# Anyone knows how transfer a PDF image into a JPG format ?



## Maestro (May 17, 2006)

Greetings ladies and gentlemen.

I just received the cover art for my novel. There was a small mistake on it so I had to E-mail my publisher about it... Anyway, that's not the point of this post.

That cover art was E-mailed to me as a PDF format. When it is corrected (if it is) there is great chances that they will send me back the corrected cover. Like I want to post it on this forum, I would like to know if there is a way to transfer an image from a PDF format to a BMP/JPG format.

Thanks in advance.


----------



## Tiger (May 17, 2006)

The quickest way if you just want to put it on the forum would to be take a screen shot of it. If you press the "PrtSc" button then paste in paint etc and save in whatever format needed. 

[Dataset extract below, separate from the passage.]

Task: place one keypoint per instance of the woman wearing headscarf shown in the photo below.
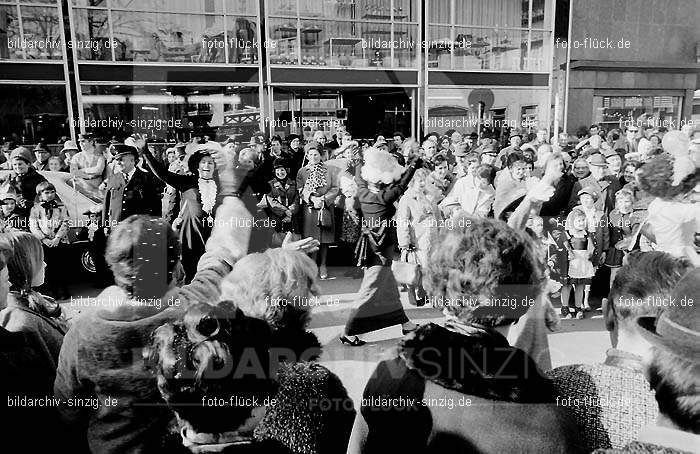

Edit: Just an up date, there is a snapshot tool in adobe reader that you can use to select pictures from the doc, it then copys them to the clip board so you can paste it into paint.


----------



## syscom3 (May 17, 2006)

Do you have Photoshop?


----------



## Maestro (May 17, 2006)

No... All I got is Microsoft Paint and ACDSee 6.0.


----------



## Clave (May 18, 2006)

Send it to me, if you get stuck I can convert anything to anything


----------



## kiwimac (May 21, 2006)

Or you can send it to me if you like.

Kiwimac


----------



## Maestro (May 22, 2006)

Thanks mates, but I finally decided to do as Tiger suggested. It was a little bit tricky to make it fit properly (and in a decent quality) on the screen, but I succeeded.

You can see the result as my sig... Who was a little re-sized to make it fit correctly.

But thank you anyway.


----------